While RF coaxial connectors are now widely available through international suppliers such as RS Components, we’d wager that many of you haven’t of this particular component.
In simple terms, a coaxial RF (radio frequency) connector is an electrical cable designed to work at radio frequencies within the multi-megahertz range. They’re generally used in conjunction with so-called coaxial cables, which maintain the protection and insulation associated with RF connectors.
In this post, we’ll explore the history of this component, while asking what types of RF connection are available on the market?
Exploring the History of RF Coaxial Connectors
This connector was first conceived and designed during the early 1930s, at a time when VHF/UHF technology was relatively new.
It was this technology that laid the foundations for innovations such as FM radio and television, and the RF coaxial connector played a pivotal role in such developments.
One of the first products of this type was known as the ‘N connector’, which was a threaded and waterproof RF connector that was used to join coaxial cables.
This product was capable of carrying microwave-frequency signals, and hit the market in 1940 having been developed and refined by Paul Neill of Bell Labs. Interestingly, this connector was capable of carrying signals at frequencies of up to 1GHz in military applications, but today’s iterations can handle up to 11GHz on average (including the modern-day version of the N connector).
Understanding the Basics and the Different Types of RF Connectors
There are now many different types of connector formats, while each RF connector also has its own unique characteristics.
For example, it’s male RF connectors that are typically used for coaxial cables, which is quite unlike other forms of connector where female alternatives supply the signal or underlying power.
You should also note that there are various types of coaxial cable in production, which in turn means that different iterations of RF connectors must be used in specific applications.
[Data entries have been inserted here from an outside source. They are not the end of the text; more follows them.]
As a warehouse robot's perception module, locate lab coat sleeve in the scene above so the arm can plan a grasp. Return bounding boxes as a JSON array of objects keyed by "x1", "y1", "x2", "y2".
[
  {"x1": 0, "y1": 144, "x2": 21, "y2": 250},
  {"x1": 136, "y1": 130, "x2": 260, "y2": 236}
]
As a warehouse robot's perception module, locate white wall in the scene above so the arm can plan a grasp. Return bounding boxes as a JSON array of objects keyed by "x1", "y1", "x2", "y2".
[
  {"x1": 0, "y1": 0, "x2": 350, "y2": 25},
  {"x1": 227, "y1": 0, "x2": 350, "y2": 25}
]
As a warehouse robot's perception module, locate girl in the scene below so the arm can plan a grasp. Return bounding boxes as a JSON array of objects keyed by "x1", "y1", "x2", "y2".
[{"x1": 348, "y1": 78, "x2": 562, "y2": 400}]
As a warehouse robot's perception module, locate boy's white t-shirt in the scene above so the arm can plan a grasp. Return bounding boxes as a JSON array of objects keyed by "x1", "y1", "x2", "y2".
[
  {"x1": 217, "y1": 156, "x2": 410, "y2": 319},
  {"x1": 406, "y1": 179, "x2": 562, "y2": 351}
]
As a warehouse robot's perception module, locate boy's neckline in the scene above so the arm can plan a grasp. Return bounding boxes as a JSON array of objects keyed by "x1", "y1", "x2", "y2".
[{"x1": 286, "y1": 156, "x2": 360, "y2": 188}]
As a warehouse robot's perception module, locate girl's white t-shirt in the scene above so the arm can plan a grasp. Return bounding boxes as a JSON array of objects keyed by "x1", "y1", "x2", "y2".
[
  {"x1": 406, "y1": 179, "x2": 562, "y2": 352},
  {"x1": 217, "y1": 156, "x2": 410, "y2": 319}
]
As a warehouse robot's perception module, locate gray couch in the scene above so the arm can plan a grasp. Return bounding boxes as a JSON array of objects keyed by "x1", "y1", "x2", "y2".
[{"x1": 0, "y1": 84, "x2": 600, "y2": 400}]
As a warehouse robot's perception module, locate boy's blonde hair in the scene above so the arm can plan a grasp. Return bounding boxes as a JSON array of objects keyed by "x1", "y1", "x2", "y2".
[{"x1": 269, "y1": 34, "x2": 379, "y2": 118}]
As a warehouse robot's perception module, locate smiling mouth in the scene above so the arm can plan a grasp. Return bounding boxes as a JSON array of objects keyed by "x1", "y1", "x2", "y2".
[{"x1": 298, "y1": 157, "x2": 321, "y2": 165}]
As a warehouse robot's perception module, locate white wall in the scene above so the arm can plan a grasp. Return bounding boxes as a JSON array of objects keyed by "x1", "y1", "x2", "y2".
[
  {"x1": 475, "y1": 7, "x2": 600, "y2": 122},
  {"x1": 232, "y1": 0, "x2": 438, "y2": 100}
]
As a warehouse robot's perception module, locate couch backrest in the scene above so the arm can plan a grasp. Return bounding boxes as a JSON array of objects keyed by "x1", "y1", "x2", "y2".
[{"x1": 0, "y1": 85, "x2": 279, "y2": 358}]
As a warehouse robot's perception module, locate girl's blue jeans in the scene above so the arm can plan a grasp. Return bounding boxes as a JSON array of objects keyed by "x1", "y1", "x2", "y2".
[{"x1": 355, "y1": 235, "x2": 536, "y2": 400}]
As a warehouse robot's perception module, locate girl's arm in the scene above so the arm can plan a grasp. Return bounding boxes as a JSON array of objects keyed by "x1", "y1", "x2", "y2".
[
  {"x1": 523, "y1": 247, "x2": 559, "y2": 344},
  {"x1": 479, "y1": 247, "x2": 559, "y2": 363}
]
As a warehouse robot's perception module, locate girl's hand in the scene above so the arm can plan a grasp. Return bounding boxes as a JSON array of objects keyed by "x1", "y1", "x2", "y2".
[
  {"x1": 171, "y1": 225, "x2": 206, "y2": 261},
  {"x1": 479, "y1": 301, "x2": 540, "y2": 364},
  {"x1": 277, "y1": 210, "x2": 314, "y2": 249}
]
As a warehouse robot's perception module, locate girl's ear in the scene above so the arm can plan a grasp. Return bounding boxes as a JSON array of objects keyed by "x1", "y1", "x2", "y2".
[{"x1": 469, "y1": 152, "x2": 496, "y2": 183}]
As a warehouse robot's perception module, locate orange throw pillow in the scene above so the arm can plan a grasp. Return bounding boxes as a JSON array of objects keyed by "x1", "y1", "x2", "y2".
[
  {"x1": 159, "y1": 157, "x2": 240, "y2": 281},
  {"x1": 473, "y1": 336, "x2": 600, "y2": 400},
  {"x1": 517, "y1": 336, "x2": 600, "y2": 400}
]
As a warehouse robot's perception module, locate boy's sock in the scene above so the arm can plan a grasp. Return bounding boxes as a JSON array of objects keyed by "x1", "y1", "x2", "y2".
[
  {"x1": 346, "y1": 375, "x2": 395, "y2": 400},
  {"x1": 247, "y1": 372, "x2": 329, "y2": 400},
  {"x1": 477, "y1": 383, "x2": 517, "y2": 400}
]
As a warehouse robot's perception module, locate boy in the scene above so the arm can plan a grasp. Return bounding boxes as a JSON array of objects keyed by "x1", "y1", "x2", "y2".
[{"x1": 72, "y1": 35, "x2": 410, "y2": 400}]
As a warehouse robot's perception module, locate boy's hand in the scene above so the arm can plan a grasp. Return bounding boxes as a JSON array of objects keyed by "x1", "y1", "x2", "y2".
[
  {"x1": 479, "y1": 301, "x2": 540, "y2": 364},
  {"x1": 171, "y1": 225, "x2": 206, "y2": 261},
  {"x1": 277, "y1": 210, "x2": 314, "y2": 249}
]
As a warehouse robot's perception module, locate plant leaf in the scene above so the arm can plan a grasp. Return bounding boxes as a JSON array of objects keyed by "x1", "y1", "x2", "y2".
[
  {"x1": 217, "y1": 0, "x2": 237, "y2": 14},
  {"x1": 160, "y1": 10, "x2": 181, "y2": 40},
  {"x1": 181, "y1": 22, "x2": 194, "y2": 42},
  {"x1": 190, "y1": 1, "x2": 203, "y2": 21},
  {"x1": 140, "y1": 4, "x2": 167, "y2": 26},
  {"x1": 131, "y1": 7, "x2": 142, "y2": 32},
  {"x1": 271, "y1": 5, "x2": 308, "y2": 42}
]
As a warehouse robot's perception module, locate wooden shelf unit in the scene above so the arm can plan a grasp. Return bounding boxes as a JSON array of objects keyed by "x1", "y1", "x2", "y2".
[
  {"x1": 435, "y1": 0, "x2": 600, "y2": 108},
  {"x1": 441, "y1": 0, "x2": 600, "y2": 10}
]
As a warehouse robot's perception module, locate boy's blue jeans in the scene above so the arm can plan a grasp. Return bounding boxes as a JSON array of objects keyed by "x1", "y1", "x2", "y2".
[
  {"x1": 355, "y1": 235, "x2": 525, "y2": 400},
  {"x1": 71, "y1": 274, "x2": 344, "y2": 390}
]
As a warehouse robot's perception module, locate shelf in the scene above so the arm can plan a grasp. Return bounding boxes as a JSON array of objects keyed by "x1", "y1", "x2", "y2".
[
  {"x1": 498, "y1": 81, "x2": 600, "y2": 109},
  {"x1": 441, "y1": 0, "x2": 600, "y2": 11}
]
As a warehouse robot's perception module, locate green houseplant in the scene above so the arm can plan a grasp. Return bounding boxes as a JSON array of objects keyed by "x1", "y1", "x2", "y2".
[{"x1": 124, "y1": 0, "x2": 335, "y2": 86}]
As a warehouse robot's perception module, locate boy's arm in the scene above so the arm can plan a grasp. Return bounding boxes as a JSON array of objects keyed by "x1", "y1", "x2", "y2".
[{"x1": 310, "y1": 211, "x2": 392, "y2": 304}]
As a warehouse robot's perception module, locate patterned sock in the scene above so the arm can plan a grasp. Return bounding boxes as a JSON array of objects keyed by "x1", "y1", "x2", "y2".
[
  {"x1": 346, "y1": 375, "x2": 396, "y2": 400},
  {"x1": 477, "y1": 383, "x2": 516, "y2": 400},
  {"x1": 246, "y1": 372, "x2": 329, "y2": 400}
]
Most crucially, you’ll need to ensure that the correct RF connector variant is used with the relevant coaxial cable, otherwise the connection and potential output may not be satisfactory.
In terms of specific RF connector types (in addition to the trail-blazing ‘N’ iteration), it’s the BNC product that’s arguably the most widely used.
This type of RF connector is particularly commonplace on oscilloscopes and similar laboratory instruments, along with radio frequency test equipment, transmitters and almost any kind of receiver.
You may also encounter TNC connectors, which is a threaded version of the BNC and was historically developed to provide low noise and reliable connections in settings where there may be vibration.